Germany, ranked second best for women, assigned jail time to 24.4% of convicted sex trafficking offenders in 2009.
“This statistic is alarming in the sense that a ‘safe’ country does not try to prevent recidivism,” Rahul Jayaraman (11) said. “It shows that women’s rights in such a modernized country is in an abysmal state.”
Education
Girl Rising’s school-wide screening emphasized the impact of education on a girl’s life, especially for those in developing countries. The documentary raised a pressing question to the student body—how much can education for women be taken for granted?
The answer is evident in the statistics: according to Education First, an initiative of the United Nations Secretary-General, 32 million fewer girls than boys attend primary school globally. In total, an estimated 65 million girls are out of school.
Eugene Gil (11) felt that this discrepancy may be a result of society’s perception of men and women.
“It feels like there are more guys as breadwinners in society,” she said.
The U.S. fares better by the numbers. In 2010, the Department of Commerce determined that 35.7 percent of women aged 25 or older had completed four or more years of college, as compared to 27.8 percent of men. Women nevertheless are making strides in higher education.
While through the early 1900s, women generally favored teaching and nursing, women now are spreading across other fields but are still underrepresented in math and science.
Workplace
Workplace equality has long served as one of feminism’s primary goals. The National Woman Suffrage Association, founded in 1869 by Elizabeth Cady Stanton and Susan B. Anthony, included equal pay for equal work as one of their tenets.
Today, women still receive only 77 cents for every dollar a man receives for the same work. An ongoing study by the Institute for Women’s Policy Research found that at this rate, women will not achieve pay equity until almost 2056.
Adrienne Shih, from Taipei American School, believes that conditions for women in the workplace are improving.

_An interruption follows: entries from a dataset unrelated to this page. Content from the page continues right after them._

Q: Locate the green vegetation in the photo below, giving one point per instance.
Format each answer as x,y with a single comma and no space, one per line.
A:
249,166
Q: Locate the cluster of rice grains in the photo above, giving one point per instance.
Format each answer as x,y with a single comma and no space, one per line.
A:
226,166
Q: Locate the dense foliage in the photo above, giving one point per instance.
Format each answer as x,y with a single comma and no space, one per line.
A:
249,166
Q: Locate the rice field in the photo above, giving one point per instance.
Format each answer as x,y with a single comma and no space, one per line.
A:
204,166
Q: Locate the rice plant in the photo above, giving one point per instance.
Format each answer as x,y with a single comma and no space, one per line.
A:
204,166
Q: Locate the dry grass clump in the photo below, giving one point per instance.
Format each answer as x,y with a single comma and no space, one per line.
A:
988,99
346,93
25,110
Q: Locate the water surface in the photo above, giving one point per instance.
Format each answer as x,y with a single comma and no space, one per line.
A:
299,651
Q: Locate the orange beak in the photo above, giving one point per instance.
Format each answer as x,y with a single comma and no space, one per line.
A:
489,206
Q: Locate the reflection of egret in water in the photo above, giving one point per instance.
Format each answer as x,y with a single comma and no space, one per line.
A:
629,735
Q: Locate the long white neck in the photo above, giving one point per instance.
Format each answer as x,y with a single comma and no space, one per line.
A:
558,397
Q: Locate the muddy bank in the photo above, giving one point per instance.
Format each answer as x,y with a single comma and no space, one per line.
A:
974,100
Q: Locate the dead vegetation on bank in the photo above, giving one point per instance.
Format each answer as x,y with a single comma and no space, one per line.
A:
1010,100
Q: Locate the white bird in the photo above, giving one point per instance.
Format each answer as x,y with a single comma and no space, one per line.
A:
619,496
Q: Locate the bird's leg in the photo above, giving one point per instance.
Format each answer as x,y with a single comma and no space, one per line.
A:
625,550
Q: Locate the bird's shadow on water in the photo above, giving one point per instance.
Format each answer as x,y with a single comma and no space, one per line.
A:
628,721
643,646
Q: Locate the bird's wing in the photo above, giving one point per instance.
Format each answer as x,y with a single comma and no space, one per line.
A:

“Traditional Taiwanese culture often puts women in charge of the household, but I think that this stereotype is starting to become an antiquated notion. More and more women are starting to work,” she said. “There’s a startling statistic that the birth rate in Taiwan has dropped significantly throughout the past decade simply because women are starting to work, leaving little time to start a family.”
In light of Taiwan’s first female candidate running for presidency, Adrienne harbors a “positive outlook for the future.”